With this event being but the leadoff to a busy few months, Strafaci guessed he might be coming in a little rusty. And it showed. Looking at this as a chance to “get my feet wet and see what I’m all about,” he shot 77-75 (8 over) in the first two rounds of the Farmers, missing the cut.

At least having Ogletree around this week lent a bit of familiarity to the unforgiving surroundings of pro golf. Strafaci has two PGA starts to his credit, having qualified for both the U.S. Open and the Valspar in 2018, missing the cut in both. Trying to gain a foothold on this last rung of the ladder is the next great challenge for both former Tech players.

“I’m sure there’s going to be some growing pains,” Strafaci said. “Winning out here’s going to take a lot better golf than winning in college or amateur golf. So, I’m going to learn how to do that, and hopefully I can learn how to do that very quickly.”

Ogletree has served as a convenient template for his old teammate. First, he showed the way in winning the Amateur. That earned him a spot in the delayed November Masters, where he spent Sunday time in the Butler Cabin with champion Dustin Johnson as low amateur (shooting 2 under, a T-34).

They’re planning on holding another one of those on a more traditional April date, and Strafaci is trying hard to not get lost in the present while looking ahead.

“Yeah, it’s definitely in the back of my mind. It’s not everything I’m focused on right now, but it’s always a good thing to go to sleep at night knowing you’re playing the Masters,” he said.

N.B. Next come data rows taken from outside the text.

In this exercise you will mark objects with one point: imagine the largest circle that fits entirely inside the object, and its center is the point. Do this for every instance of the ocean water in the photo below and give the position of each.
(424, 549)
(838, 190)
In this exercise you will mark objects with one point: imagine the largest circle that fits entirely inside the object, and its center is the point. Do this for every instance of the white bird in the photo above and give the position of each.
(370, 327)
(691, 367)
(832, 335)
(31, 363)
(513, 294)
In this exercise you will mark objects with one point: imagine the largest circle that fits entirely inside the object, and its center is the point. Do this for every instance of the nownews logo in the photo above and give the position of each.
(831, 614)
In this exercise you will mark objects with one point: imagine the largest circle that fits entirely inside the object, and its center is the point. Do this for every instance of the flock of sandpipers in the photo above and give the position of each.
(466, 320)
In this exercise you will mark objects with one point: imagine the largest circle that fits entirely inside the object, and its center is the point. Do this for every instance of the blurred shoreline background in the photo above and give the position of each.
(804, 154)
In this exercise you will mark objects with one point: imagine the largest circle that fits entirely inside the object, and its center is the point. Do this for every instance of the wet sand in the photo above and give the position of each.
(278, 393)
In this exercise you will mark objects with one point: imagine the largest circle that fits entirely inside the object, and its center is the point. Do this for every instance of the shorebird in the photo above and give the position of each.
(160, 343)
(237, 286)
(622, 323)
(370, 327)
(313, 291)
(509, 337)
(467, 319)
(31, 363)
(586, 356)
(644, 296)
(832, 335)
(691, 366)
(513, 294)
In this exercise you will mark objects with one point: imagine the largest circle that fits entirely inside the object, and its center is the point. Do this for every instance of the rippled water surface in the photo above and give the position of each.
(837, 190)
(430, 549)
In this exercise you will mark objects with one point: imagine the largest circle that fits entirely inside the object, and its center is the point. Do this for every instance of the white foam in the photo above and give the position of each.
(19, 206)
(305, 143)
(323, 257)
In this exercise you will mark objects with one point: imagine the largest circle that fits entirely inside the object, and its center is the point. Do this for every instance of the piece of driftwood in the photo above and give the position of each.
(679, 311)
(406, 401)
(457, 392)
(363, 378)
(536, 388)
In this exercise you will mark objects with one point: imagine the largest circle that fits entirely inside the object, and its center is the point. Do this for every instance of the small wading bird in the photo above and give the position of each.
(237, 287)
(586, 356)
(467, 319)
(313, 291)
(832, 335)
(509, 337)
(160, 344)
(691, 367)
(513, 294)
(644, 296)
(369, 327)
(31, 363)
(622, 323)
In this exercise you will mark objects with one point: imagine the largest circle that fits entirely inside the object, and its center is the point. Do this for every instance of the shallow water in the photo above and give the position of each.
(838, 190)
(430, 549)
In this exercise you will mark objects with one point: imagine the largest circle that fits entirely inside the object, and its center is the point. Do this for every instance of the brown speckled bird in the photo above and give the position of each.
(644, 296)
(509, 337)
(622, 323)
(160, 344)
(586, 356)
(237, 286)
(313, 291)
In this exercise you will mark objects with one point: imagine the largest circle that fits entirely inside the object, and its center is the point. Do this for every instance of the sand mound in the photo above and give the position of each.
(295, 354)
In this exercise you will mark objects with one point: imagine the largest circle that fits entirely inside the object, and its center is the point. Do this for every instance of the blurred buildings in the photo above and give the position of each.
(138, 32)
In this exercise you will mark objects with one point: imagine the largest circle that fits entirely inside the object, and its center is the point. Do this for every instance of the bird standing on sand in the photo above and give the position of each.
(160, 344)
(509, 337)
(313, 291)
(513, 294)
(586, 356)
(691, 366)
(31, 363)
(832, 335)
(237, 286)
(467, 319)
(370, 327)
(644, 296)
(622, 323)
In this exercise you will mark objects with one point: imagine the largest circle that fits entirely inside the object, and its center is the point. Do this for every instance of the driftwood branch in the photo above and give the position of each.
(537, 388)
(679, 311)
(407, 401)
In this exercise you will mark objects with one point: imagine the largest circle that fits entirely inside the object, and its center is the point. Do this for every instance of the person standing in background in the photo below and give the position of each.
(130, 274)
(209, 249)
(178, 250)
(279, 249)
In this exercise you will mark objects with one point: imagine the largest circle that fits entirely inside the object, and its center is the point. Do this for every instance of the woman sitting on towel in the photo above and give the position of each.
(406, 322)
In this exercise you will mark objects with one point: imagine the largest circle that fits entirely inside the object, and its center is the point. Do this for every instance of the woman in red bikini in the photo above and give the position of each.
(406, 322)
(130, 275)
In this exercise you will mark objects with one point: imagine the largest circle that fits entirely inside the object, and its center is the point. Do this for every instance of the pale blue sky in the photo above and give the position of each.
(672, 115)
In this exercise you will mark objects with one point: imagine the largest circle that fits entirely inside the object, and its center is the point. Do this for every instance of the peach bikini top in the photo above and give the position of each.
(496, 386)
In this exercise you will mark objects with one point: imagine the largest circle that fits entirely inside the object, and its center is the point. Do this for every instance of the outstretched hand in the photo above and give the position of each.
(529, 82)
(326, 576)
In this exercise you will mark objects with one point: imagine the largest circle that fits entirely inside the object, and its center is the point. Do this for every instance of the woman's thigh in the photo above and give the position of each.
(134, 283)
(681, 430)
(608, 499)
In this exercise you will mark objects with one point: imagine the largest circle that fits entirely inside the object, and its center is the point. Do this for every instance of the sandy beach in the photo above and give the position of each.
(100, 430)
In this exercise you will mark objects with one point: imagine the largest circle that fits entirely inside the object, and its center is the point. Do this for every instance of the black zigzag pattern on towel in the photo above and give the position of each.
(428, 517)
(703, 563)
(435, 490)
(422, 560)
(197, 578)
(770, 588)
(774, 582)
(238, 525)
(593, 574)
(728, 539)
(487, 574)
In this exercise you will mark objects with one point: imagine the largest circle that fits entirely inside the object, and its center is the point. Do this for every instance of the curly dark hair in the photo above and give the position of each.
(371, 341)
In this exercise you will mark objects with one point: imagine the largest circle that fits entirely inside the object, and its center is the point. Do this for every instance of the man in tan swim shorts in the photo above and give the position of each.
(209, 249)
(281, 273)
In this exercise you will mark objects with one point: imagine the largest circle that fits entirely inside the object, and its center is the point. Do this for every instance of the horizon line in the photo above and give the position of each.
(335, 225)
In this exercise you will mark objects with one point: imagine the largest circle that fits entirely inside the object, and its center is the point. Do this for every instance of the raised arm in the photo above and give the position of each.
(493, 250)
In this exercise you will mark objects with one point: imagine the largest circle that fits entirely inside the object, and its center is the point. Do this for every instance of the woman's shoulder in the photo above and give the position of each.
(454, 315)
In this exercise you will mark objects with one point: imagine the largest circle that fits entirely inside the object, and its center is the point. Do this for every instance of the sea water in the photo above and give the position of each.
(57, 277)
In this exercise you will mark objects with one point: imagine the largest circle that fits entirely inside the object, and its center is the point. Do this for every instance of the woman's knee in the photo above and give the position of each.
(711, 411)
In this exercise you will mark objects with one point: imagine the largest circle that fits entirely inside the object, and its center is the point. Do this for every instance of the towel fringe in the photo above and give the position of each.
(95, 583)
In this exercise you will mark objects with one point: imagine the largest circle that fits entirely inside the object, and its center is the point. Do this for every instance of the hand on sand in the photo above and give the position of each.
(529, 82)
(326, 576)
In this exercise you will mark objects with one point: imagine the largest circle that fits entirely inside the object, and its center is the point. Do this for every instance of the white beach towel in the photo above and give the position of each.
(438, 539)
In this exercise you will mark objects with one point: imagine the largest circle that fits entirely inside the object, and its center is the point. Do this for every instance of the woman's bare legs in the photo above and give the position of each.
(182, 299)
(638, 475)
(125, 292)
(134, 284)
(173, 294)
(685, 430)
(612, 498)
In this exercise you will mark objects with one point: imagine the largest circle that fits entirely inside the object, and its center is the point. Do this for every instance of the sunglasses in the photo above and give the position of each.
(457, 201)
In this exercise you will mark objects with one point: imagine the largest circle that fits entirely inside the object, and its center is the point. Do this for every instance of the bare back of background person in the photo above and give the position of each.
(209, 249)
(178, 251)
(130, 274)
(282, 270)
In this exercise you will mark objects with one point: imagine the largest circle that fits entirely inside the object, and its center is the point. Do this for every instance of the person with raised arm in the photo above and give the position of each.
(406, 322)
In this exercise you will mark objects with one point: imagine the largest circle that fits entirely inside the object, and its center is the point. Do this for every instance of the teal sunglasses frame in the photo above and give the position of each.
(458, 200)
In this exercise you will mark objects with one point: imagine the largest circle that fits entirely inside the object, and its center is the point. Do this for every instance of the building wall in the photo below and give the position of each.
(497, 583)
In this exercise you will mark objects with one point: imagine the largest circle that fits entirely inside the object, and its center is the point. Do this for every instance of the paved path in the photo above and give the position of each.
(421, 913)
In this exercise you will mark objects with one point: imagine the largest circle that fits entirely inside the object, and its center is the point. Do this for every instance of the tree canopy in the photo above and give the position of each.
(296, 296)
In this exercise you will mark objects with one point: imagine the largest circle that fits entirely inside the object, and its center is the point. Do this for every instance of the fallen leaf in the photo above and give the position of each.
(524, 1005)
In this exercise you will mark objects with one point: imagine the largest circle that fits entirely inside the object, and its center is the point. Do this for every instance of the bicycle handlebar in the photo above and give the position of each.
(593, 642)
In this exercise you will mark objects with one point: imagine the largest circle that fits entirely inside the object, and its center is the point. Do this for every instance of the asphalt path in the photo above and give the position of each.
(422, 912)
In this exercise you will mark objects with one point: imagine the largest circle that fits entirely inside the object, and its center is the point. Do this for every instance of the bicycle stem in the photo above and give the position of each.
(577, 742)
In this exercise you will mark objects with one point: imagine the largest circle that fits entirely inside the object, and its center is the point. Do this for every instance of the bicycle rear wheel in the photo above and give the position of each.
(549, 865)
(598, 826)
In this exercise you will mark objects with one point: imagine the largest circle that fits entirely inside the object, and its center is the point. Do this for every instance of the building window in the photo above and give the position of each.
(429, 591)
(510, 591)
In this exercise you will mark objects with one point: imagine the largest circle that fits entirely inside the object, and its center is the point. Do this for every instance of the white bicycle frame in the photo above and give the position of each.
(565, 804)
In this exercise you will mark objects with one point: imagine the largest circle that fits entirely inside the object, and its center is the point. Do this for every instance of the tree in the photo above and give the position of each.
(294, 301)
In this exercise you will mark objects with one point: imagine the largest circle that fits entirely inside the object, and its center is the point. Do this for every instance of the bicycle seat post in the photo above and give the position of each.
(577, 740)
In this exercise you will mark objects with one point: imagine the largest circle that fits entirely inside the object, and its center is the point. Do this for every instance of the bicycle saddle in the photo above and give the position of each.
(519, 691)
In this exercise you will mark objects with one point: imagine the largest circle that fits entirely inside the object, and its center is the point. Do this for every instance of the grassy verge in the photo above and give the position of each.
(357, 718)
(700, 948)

With so much else undefined, Strafaci is most definitely this: A Masters invitee.

And seeing his friend distinguish himself there in November only sharpens the anticipation.

“Watching that definitely gave me some fuel,” Strafaci said. “It gave me some fuel when he won the Am because I was like, here’s a guy I’ve been competing with for four years, and he won something I’ve wanted for pretty much my whole life. That kind of lit a fire under me. I think him getting low am at the Masters kind of did the same thing.”